Gemini 8 was the first docking of two vehicles in orbit, and it very nearly ended in disaster. After docking with the Agena booster, a balky thruster sent the combined ships tumbling out of control in all three axes. That is, it was rolling, pitching, and spinning all at once.
This all started while they were out of comm range with Houston, which must have really raised the pucker factor in mission control when their guys emerged from blackout completely out of control.
Armstrong and his pilot, Dave Scott, detached from the Agena assuming the problem was with the booster. Turned out it wasn’t, and the loss of all that mass ahead of the nose only made the tumbling worse. In the end, they had to shut down the primary reaction-control jets and use the re-entry system to get it stabilized, which ended the flight early. One orbit later and they were splashing down in the South China Sea.
(Shameless Plug Alert: if this sounds familiar, it should. Gemini 8 was the inspiration for a similar event in Perigee.)
Considering this, it shouldn’t be surprising that a few years later on Apollo 11 he had the nerves-o-steel to fly the LM Eagle manually, after its computers overshot the programmed landing site and had them heading straight for a boulder field. Taking control, he hovered them on another kilometer or so and set down with about twenty seconds of propellant remaining.

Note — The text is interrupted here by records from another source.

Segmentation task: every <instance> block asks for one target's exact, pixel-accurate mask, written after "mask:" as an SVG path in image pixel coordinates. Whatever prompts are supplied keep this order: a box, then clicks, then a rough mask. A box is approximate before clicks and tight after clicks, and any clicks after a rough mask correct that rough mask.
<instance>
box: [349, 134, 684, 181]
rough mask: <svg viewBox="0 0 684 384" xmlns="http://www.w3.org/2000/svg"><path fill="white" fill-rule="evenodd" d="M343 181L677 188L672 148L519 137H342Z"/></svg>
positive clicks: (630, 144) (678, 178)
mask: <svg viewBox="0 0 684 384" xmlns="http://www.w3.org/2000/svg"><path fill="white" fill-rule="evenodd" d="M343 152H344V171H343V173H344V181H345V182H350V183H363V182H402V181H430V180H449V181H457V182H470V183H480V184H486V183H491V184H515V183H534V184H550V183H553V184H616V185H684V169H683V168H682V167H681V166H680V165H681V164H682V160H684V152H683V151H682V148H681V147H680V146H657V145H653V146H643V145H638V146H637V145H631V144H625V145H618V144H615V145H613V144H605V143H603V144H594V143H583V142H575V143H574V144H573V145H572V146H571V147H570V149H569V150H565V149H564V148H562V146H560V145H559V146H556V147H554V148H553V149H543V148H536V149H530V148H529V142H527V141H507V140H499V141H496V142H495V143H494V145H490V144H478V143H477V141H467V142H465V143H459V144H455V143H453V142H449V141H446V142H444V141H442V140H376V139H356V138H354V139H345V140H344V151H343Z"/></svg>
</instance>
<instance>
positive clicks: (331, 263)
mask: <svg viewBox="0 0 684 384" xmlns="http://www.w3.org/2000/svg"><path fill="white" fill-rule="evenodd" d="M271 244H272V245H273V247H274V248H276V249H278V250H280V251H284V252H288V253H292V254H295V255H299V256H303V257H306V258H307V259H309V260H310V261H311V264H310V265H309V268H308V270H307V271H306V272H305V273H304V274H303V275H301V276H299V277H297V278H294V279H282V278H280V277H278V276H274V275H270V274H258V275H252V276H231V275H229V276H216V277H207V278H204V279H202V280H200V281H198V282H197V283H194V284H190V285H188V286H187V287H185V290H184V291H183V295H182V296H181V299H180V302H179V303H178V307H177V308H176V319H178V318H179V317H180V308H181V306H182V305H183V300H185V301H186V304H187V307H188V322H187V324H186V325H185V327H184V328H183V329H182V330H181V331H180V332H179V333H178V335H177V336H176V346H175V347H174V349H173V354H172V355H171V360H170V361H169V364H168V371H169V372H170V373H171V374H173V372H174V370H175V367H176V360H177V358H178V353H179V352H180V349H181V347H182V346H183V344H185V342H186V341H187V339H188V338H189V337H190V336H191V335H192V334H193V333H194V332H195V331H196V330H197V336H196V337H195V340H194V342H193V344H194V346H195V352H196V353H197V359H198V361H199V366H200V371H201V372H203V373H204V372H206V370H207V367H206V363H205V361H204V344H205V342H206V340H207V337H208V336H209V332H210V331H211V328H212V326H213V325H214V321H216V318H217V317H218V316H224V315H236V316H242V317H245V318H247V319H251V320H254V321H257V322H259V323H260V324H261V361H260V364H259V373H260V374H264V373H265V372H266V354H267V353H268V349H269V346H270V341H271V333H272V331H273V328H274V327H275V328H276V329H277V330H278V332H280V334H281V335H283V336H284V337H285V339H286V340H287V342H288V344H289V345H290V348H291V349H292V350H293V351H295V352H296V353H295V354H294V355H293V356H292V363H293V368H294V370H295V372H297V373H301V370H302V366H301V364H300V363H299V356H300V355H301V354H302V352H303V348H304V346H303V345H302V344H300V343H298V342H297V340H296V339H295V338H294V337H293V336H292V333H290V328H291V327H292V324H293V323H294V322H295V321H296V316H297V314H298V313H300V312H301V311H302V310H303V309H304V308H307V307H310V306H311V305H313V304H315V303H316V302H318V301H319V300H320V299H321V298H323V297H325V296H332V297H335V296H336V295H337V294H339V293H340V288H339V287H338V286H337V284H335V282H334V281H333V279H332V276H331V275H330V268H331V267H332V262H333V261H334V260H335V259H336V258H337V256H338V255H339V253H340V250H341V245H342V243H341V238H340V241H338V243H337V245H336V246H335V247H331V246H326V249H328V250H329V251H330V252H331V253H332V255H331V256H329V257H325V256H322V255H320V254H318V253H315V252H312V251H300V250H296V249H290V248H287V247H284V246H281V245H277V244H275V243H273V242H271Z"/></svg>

So, back to the here and now. Being an Ohio transplant, I’ve had a couple of opportunities to visit the Neil Armstrong Air & Space Museum in his hometown of Wapokoneta, where the Gemini 8 capsule now resides.
He still lived outside Cincinnati, and it was nice to think that I might have run into him one day. Hey, weirder things have happened.
It’s sad to see him gone.
PS: The title of this post is a quote from Armstrong, spoken after undocking the lunar lander Eagle from the command module Columbia for their descent to the surface: “The Eagle has wings.” The rest is history.
One Reply to “The Eagle Has Wings”
You said, “…most of the Gemini missions were commanded by the “original 7″ Mercury astronauts. Very few of the “new 9″ selected for Gemini were given command slots on their first flight – I’m pretty sure that Frank Borman was the only other to fly his first mission from the left seat.”
In fact, only 3 of the 10 Gemini missions were commanded by Mercury veterans (3 – Grissom; 5 – Cooper; 6A – Schirra). The other 7 were all commanded by Group 2 astronauts, the first being Jim McDivitt on Gemini 4.